Mr. Shull had not taken very kindly to the idea when Miss Julia first broached it to him.
“No, I don’t know as I ever worked a stereopticon,” he said, striving to look with cold placidity into the winsome and beaming smile with which she confronted him one day out in the reception-room. She had never smiled at him before or pretended even to know his name. “I guess you’d better hire a man up from Tecumseh to bring the machine and run it himself.”
“But you can do it so much better, my dear Mr. Shull!” she urged. “You do everything so much better! Mr. Pulford often says that he never knew such a handy man in all his life. It seems that there is literally nothing that you can’t do — except — perhaps — refuse a lady a great personal favor.”
Miss Julia put this last so delicately, and with such a pretty little arch nod of the head and turn of the eyes, that Newton Shull surrendered at discretion. He promised everything on the spot, and he kept his word. In fact, he more than kept it.
The great evening came, as I have said, and when the lights were turned down to extinction’s verge those who were nearest the front could distinguish the vacant chair which Mr. Shull had been occupying, with his bass viol leaning against it. They whispered from one to another that he had gone up in the gallery to work this new-fangled contrivance. Then came a flashing broad disk of light on the screen above the judges’ bench, a spreading sibilant murmur of interest, and the show began.

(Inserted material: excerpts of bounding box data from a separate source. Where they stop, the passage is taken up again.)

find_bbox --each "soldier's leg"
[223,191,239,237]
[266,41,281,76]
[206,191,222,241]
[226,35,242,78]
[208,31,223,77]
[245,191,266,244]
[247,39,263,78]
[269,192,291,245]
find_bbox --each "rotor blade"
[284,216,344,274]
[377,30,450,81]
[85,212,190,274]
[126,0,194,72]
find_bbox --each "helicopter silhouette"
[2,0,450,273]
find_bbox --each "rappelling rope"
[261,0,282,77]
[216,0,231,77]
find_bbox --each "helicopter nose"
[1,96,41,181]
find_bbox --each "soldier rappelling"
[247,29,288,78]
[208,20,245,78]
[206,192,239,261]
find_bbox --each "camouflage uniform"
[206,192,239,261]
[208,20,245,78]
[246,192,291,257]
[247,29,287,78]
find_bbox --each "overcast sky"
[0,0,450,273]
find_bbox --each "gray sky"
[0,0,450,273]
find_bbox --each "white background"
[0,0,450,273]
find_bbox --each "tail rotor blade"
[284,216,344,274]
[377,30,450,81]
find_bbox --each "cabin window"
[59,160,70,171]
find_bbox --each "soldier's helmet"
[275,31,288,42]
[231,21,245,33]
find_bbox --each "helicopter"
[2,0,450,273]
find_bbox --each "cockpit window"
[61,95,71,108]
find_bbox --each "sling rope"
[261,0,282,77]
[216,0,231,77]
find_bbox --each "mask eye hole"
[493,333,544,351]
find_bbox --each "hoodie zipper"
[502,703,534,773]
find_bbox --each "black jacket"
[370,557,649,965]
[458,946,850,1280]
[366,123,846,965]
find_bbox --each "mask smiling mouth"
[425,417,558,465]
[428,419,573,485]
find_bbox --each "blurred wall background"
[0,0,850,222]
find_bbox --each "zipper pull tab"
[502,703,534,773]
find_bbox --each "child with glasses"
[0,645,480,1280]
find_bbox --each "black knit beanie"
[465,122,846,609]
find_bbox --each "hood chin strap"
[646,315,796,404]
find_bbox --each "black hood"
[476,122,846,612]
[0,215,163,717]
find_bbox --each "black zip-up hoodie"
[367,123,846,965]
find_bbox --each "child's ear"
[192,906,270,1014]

It was an oddly limited collection of pictures — mainly thin and feeble copies of newspaper engravings, photographic portraits, and ideal heads from the magazines. Winfield Scott followed in the wake of Kossuth, and Garibaldi led the way for John C. Fremont and Lola Montez. There was applause for the long, homely, familiar face of Lincoln, and a derisive snicker for the likeness of Jeff Davis turned upside down. Then came local heroes from the district round about — Gen. Boyce, Col. Mclntyre, and young Adjt. Heron, who had died so bravely at Ball’s Bluff — mixed with some landscapes and statuary, and a comic caricature or two. The rapt assemblage murmured its recognitions, sighed its deeper emotions, chuckled over the funny plates — deeming it all a most delightful entertainment. From time to time there were long hitches, marked by a curious spluttering noise above, and the abortive flashes of meaningless light on the screen, and the explanation was passed about in undertones that Mr. Shull was having difficulties with the machine.
It was after the longest of these delays that, all at once, an extremely vivid picture was jerked suddenly upon the canvas, and, after a few preliminary twitches, settled in place to stare us out of countenance. There was no room for mistake. It was the portrait of Miss Julia Parmalee standing proudly erect in statuesque posture, with one hand resting on the back of a chair, and seated in this chair was Lieut. Dwight Ransom, smiling amiably. There was a moment’s deadly hush, while we gazed at this unlooked-for apparition. It seemed, upon examination, as if there was a certain irony in the Lieutenant’s grin. Some one in the darkness emitted an abrupt snort of amusement, and a general titter arose, hung in the air for an awkward instant, and then was drowned by a generous burst of applause. While the people were still clapping their hands the picture was withdrawn from the screen, and we heard Newton Shull call down from his perch in the gallery:
“You kin turn up the lights now. They ain’t no more to this.”
In another minute we were sitting once again in the broad glare of the gaslight, blinking confusedly at one another, and with a dazed consciousness that something rather embarrassing had happened. The boldest of us began to steal glances across to where Miss Parmalee and Marsena sat, just in front of the steps to the bench …
Comments: Harold Frederic (1856-1898) was an American journalist and novelist. ‘Marsena’ is a short story set during the 1860s period in America, following the Civil War. Magic lanterns were commonly referred to as stereopticons in America.